Oh, and I probably should mention that when I say "canoing", I mean walking along and dragging the canoes behind us. With the hot temperatures and lack of rain this summer, the Saco River was at an all-time low. As I walked along with my jurassic foot (now devoid of any sensation other than ITCHY) I stubbed my toe on a log. Successfully breaking it.
So now at the end of my leg I had a nerf football with 4 stubby sausages and one concord grape. (I'm wicked attractive)
Luckily, by the time we got to camp, J had located some Benadryl gel-spray which we applied liberally to my cloven hoof and cankle. It took the redness and itchiness away. Not the swelling, though. That stuck around for a while yet.
By the next day, the cankle had ascended and now I had a CALF. Ok, that totally didn't work. I had a Sta-Puft Marshmallow calf!
And by Sunday, my knee had gotten in on the action.
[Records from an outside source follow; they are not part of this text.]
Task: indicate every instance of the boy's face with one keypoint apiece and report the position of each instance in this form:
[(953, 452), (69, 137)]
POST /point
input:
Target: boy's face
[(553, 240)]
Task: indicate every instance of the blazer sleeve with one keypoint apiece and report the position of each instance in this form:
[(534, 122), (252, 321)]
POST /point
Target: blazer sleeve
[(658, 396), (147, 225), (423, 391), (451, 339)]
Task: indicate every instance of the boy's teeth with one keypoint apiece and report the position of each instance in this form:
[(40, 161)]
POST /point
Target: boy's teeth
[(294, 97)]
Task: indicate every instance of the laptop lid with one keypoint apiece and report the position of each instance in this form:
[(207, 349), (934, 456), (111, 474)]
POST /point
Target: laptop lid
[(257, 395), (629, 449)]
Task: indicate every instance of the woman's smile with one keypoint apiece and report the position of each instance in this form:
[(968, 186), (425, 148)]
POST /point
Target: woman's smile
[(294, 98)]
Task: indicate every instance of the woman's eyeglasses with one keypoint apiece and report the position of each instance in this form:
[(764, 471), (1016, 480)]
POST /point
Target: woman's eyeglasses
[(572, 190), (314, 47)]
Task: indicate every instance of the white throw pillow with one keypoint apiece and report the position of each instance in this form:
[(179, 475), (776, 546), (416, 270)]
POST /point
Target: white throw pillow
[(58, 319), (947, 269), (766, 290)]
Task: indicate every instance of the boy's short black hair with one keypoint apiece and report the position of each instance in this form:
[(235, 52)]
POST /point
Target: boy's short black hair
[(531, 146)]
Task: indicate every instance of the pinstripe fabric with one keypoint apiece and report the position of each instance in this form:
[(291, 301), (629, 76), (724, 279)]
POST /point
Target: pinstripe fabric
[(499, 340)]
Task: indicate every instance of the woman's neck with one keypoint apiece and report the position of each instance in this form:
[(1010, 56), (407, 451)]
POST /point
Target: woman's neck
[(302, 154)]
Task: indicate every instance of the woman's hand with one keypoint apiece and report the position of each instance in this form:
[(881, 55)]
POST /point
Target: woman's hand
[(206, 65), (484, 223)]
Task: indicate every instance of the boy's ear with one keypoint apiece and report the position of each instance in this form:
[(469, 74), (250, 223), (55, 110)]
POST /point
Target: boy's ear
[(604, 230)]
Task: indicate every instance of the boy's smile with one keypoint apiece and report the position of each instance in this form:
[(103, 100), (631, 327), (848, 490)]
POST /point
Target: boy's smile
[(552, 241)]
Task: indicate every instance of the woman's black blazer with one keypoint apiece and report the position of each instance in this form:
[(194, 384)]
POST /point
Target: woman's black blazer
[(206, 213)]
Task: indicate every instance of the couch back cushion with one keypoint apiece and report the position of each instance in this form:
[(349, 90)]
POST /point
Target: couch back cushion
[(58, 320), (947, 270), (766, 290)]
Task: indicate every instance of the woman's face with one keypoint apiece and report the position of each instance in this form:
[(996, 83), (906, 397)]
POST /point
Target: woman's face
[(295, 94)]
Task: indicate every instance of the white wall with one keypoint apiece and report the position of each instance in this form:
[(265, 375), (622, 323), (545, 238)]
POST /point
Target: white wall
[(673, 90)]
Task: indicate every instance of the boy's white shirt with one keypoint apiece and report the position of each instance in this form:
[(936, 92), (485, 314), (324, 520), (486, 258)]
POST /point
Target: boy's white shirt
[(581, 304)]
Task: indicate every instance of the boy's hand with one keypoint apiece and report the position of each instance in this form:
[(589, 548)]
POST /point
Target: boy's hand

I looked like one of my cardiac patients in the throws of a particularly bad bout of congestive heart failure. I could breathe, though. So it was all good. (And I continued to drink)
We did stop at CVS on the way home and pick up some Benadryl and an ice pack. I was passed out and chillin' all the way home. (missed all the traffic through Boston)
So now, I gotta get myself to an allergist to get tested. Because I there's a chance I'll step on a beehive NEXT year.
Which just might be our last canoe trip. I really mean it this time.
2 comments:
Also? You're wicked funny! ;)
A sting and a broken foot? Oy...
Yeah, of course you'll be next year. By then, this little story will have become... wait for it... LEGENDARY!